The drivers, through the lobby, Digital Transport Forum, want the Service Level Agreements (SLA) localised in accordance to the laws of Kenya, noting that Uber and Bolt still have their SLAs in line with European laws.
The move is expected to help the drivers receive better pay and facilitate governance.
The industry has previously faced numerous strikes by drivers with claims of high commission charged by the operators leading to low revenues amid escalating fuel prices.
This is worsened by price wars among the players leading to consistent cuts in trip charges to attract riders that have seen decline in pays to the drivers.

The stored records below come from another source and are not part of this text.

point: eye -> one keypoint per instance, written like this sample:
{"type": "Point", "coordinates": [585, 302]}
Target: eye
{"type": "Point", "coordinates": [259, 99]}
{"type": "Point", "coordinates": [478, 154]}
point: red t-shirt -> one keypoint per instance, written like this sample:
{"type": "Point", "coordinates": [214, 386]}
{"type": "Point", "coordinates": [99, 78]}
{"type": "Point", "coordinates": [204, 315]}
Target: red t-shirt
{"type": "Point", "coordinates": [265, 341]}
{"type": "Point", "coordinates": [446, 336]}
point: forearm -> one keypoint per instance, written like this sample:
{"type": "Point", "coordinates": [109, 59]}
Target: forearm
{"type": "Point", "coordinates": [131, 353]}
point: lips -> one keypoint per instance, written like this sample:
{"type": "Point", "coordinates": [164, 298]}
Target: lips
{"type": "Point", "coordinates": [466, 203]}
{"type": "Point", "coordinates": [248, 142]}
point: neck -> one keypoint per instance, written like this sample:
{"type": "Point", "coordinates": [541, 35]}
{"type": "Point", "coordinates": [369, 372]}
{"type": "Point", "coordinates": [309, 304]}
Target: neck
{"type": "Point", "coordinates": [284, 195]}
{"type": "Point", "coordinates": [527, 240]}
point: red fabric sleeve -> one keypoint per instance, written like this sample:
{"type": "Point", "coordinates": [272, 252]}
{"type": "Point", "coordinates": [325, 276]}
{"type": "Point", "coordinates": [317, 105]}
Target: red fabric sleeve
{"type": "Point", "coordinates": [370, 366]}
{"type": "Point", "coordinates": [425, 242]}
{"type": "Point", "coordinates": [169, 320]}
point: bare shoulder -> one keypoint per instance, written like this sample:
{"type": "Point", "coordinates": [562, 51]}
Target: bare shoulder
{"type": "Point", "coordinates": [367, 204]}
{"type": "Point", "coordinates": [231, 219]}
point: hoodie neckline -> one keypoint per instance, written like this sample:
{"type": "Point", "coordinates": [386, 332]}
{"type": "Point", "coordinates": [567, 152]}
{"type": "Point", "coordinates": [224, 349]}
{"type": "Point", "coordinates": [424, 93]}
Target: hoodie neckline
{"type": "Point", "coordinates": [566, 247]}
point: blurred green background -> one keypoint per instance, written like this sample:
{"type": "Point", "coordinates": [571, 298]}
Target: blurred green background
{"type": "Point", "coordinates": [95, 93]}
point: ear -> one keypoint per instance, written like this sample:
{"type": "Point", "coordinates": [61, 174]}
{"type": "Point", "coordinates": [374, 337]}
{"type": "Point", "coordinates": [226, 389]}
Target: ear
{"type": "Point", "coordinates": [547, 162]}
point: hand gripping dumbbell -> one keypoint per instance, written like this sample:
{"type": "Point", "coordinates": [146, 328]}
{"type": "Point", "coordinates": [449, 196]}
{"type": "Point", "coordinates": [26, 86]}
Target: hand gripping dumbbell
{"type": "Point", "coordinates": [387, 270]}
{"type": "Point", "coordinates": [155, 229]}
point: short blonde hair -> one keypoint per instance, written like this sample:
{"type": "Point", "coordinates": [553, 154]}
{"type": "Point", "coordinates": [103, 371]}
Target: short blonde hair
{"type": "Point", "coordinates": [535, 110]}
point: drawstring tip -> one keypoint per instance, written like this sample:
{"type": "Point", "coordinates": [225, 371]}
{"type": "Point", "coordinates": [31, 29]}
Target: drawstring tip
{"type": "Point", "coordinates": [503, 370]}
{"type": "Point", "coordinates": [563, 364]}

“The ruling may be targeting UK workers, but this is what we have been supporting. The Ministry of Labour needs to move with speed and ensure we are governed by our own labour laws,” Mr Wycliffe Alutalala, secretary general of Digital Transport Forum said.
“Once the regulations are effected between drivers, government and app operators it will be easier to work. Currently, it is not clear between us and the operators, who the employee is.’’
Reforms could be made by the Labour ministry by coming up with worker reforms, or by workers union, Parliament, private members working with stakeholders or judicial development from court cases.
“The cases regarding the local ride hailing drivers have been active and they will continue. These cases are going to have a persuasive effect and see a change in the reforms while employers take a change in relation with their employees,’’ Mr Kashindi added.